List of Password Rules for Texas Child Support Site - DanBC
http://portal.cs.oag.state.tx.us/OAGStaticContent/portal/login/help/listPasswordRules.htm
======
noonespecial
How thoughtful of them to provide such a useful guide for tuning a brute force
cracker to succeed with minimum effort...

I especially like the list of helpful suggestions at the end to help select
the best dictionary.

------
pizza
bet you those would be the top 5 passwords, lol..

------
DanBC
This list is so awful it must be parody, right?

Except this is a newer revised list.
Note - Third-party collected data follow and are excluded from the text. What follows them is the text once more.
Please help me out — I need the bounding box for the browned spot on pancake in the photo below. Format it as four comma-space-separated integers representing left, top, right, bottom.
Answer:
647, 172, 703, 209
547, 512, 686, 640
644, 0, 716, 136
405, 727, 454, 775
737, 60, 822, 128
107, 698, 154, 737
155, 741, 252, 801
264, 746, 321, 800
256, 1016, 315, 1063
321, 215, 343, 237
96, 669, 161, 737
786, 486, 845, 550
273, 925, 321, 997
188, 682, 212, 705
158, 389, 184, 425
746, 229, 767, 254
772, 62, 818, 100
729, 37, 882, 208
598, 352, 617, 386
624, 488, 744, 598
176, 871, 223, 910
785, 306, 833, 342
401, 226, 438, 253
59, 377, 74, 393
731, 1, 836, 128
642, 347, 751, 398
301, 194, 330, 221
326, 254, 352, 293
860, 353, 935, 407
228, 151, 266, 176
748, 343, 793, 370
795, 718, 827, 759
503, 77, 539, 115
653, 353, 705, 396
Here's an older version:

[https://www.inc.com/thomas-koulopoulos/all-that-advice-
about...](https://www.inc.com/thomas-koulopoulos/all-that-advice-about-
passwords-turns-out-to-be-to.html)

> 1\. The password must be exactly 8 characters long.

> 2\. It must contain at least one letter, one number, and one of the
> following special characters.

> 3\. The only special characters allowed are: @ # $

> 4\. A special character must not be located in the first or last position.
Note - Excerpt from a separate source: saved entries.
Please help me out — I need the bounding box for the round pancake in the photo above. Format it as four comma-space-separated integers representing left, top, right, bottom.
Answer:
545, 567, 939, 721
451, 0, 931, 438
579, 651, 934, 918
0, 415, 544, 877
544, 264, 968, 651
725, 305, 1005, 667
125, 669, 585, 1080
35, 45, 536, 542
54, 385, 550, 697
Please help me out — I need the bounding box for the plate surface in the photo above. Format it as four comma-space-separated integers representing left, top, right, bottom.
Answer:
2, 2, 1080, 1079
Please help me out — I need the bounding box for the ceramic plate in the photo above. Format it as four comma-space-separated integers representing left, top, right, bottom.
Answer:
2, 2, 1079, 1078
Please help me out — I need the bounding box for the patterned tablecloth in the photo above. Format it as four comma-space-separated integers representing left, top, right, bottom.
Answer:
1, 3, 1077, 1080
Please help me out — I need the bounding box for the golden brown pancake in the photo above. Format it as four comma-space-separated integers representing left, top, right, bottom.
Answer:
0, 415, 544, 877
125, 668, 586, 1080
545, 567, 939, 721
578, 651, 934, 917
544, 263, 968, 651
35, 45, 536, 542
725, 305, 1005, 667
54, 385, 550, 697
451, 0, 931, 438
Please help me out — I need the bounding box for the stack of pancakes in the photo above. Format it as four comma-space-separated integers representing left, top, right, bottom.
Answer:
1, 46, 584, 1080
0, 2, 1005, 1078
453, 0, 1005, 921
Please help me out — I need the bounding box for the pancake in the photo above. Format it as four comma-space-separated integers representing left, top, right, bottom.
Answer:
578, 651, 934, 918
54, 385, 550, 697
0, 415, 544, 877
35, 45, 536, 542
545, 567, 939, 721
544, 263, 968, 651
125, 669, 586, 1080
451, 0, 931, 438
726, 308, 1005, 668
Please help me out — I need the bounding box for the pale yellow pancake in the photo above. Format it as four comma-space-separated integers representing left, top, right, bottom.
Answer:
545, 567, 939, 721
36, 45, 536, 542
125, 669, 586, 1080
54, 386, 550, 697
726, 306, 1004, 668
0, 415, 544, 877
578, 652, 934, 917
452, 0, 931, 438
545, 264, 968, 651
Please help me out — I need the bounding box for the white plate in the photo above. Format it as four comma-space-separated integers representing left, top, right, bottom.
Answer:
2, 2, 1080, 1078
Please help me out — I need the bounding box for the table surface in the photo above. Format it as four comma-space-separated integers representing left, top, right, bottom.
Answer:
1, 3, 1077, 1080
> 5\. Two of the same characters sitting next to each other are considered to
> be a "set." No "sets" are allowed. Example: rr, tt

> 6\. Avoid using names, such as your name, user ID, or the name of your
> company or employer.

> 7\. Other words that cannot be used are Texas, child, and the months of the
> year.

> 8\. A new password cannot be too similar to the previous password.
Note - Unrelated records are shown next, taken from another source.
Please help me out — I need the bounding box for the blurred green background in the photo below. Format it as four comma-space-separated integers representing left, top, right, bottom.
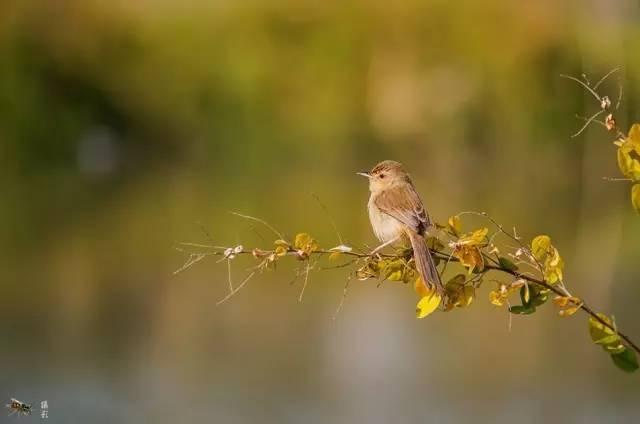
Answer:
1, 0, 639, 422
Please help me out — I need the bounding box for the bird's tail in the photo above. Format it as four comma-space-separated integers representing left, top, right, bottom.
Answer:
408, 231, 444, 296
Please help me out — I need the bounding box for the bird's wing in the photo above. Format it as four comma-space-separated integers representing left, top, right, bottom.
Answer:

> 9\. Example: previous password - abc#1234; unacceptable new password -
> acb$1243

> 10\. Characters in the first, second, and third positions cannot be
> identical. (abc __ __ _)

> 11\. Characters in the second, third, and fourth positions cannot be
> identical. (_bc# __ __)

> 12\. Characters in the sixth, seventh, and eighth positions cannot be
> identical. ( __ __*234)

> 13\. The previous 8 passwords cannot be reused.